Em relação à gestão, diz o autor: O SUS tem sofrido grande vulnerabilidade face às mudanças de governos, gestores e partidos o que compromete a sua eficiência, a continuidade administrativa e, a sua legitimidade perante a opinião pública. Dirigentes improvisados, persistente clientelismo político, alta rotatividade das equipes e engessamento burocrático exigem alternativas criativas para proteger ou blindar o SUS dos interesses e das manobras da política na saúde. Nem por isso devemos negligenciar os mecanismos de controle, nem permitir o desperdício do dinheiro público. Contudo tão relevante quanto o combate à corrupção e ao desperdício é garantir o uso racional dos recursos da saúde, para assegurar maior eficiência e efetividade. Um conjunto de amarras burocráticas, que, sob o pretexto de combater a corrupção, engessa a administração, prejudica o fluxo de insumos vitais para o cuidado das pessoas e trata a complexidade do sistema de saúde como se ele fosse um setor qualquer, não pode ser ignorado como um dos grandes responsáveis pela pouca resolutividade e baixa qualidade dos serviços do SUS.

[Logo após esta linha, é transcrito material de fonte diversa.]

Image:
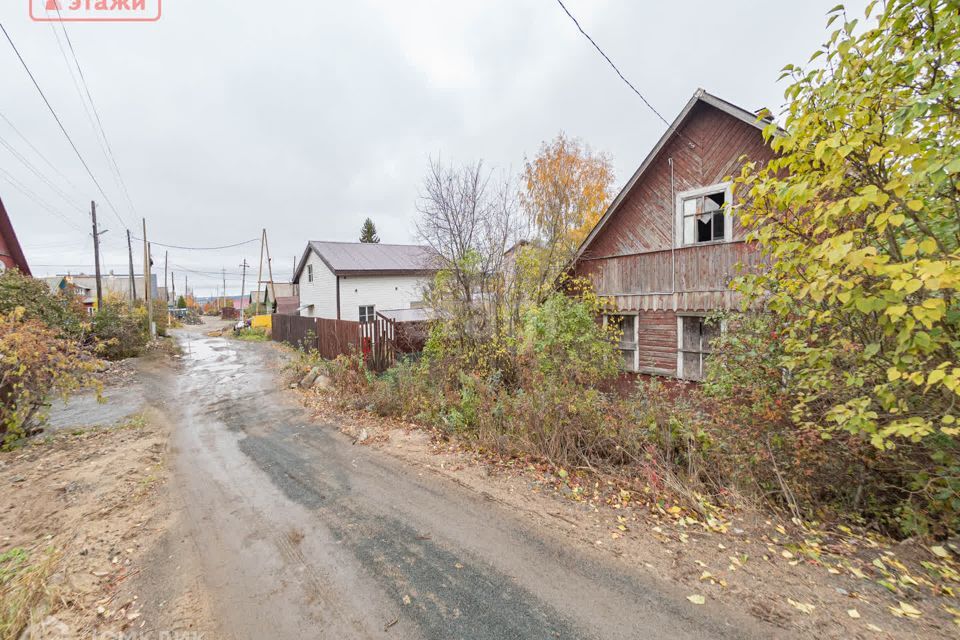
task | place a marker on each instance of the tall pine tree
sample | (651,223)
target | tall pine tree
(368,233)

Ainda a título de diagnóstico, o autor cita um trecho do documento "Vinte anos do SUS, celebrar o conquistado, repudiar o inaceitável", elaborado pelo Centro Brasileiro De Estudos De Saúde (CEBES) e divulgado em 2008 durante as comemorações dos 20 anos do SUS, que diz: "A sociedade brasileira investiu trabalho e esperanças na construção de um SUS para todos. É inaceitável que governos e gestores, representantes do Estado responsáveis pelo SUS, deixem de cumprir suas diretrizes elementares. Não podemos mais esconder ou justificar as tragédias cotidianas que afligem a população e que podem ser resolvidas já". Como podemos ver um documento visionário e válido hoje em dia.
A questão da digitalização da saúde não foi abordada no livro com a importância que ela tem hoje, o que é perfeitamente compreensível, até porque, esse tema assumiu uma relevância maior nos últimos anos. Mas, com certeza, hoje em dia, é um dos mais importantes desafios do SUS, devido à possibilidade que essa tecnologia descortina para ajudar a resolver problemas no atendimento à população, particularmente na ampliação do acesso aos serviços de saúde nas regiões mais remotas do país. No entanto, o autor cita a importância da sustentabilidade científica e tecnológica do SUS.
A escrita do autor nos passa a emoção com a qual o livro foi feito e cumpre plenamente seu papel de mobilizar o leitor pela importância do que foi conquistado e a necessidade de manter a mobilização social para alcançar a implantação plena do SUS. No seu entendimento o direito à saúde não é um direito natural que se alcança ao nascer. Não é uma dádiva de qualquer governo. É historicamente construído e conquistado mediante lutas sociais. Vale muito a leitura.
*Ricardo de Oliveira é engenheiro de produção e foi Secretário Estadual de Gestão e Recursos Humanos do Espírito Santo entre 2005 e 2010 e Secretário Estadual de Saúde do ES de 2015 a 2018. É autor dos livros "Gestão Pública: Democracia e Eficiência" (FGV/2012) e "Gestão Pública e Saúde" (FGV/ 2020). É Conselheiro do Instituto de Estudos para Políticas de Saúde (IEPS) e membro do comitê de filantropia da UMANE.